Part 2: The Minimum Functionality pipeline_ex Needs

To make the Python script above work, your Elixir system needs a few, very achievable enhancements.

1. Command-Line Prompt Injection

Your mix pipeline.generate.live task needs to accept the prompt from the command line instead of having it hardcoded.

# lib/pipeline_ex/mix/tasks/pipeline.generate.live.ex

def run(args) do
  # The full prompt is now passed as a single string argument
  user_prompt = Enum.join(args, " ")

  # It runs a META-pipeline that takes this prompt as input
  genesis_pipeline_path = "priv/pipelines/genesis.yaml" 
  
  case Pipeline.Executor.execute_with_vars(genesis_pipeline_path, %{user_prompt: user_prompt}) do
    {:ok, results} ->
      generated_yaml = results["generate_pipeline_yaml"]
      file_path = "evolved_pipelines/plan_#{:rand.uniform(1000)}.yaml"
      File.write!(file_path, generated_yaml)
      # CRUCIAL: Print the path to stdout for the Python script to parse
      IO.puts("✅ Pipeline generated at #{file_path}")

    {:error, reason} ->
      # CRUCIAL: Print errors to stderr and exit with non-zero status
      IO.warn("❌ Failed to generate pipeline: #{reason}")
      System.halt(1)
  end
end

And your genesis.yaml needs to be updated to use this variable:

# priv/pipelines/genesis.yaml
...
- name: "generate_pipeline_yaml"
  type: "claude"
  prompt:
    - type: "variable"
      # This variable is populated by the `execute_with_vars` call
      name: "user_prompt"

2. Robust File I/O and Workspace Management (Already in your design)

Your edit, read, and write tools need to be solid.
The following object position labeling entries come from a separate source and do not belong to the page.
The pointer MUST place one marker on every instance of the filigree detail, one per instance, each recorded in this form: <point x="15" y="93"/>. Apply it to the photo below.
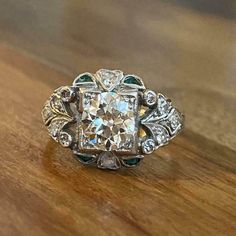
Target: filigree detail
<point x="110" y="120"/>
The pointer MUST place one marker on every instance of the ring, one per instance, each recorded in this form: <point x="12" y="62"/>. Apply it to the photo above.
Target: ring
<point x="110" y="119"/>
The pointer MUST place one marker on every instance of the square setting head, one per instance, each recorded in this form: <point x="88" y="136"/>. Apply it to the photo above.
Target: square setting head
<point x="109" y="122"/>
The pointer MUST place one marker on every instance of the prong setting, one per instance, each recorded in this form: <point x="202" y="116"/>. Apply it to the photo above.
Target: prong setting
<point x="110" y="119"/>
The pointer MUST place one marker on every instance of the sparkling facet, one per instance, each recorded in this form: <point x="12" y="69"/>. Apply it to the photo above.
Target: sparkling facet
<point x="108" y="160"/>
<point x="109" y="121"/>
<point x="47" y="113"/>
<point x="67" y="94"/>
<point x="148" y="146"/>
<point x="163" y="106"/>
<point x="55" y="127"/>
<point x="134" y="82"/>
<point x="58" y="105"/>
<point x="65" y="139"/>
<point x="150" y="98"/>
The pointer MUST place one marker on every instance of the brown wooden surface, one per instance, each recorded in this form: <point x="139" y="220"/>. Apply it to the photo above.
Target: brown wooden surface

The AI will be creating and modifying files based on the plans it generates. You already have this concept, so just ensure it’s implemented robustly.

3. Structured Output from Steps (Crucial for Verification)

While the DSPy script handles the final output verification, making your intermediate steps produce structured JSON is key.

Your claude_extract step is perfect for this. You should use it everywhere.

Instead of a step that just returns a blob of text, have it return JSON.

BAD:

- name: "analyze_code"
  type: "claude"
  prompt: "Analyze this code and tell me what's wrong."
# Output: "The code has several issues. Firstly, you are using Process.spawn..."

GOOD (Using your existing claude_extract):

- name: "analyze_code"
  type: "claude_extract"
  extraction_config:
    format: "json" # Force JSON output
  prompt: |
    Analyze this code for OTP flaws. Respond with a JSON object containing a key 'flaws', 
    which is a list of objects, each with 'file', 'line', and 'description' keys.
# Output: A JSON string that can be reliably parsed by the next step.

By making these minimal changes, you create a powerful, hybrid system where Python/DSPy handles the high-level, creative, and complex task of prompt engineering, and your Elixir pipeline acts as the fast, concurrent, and reliable execution engine.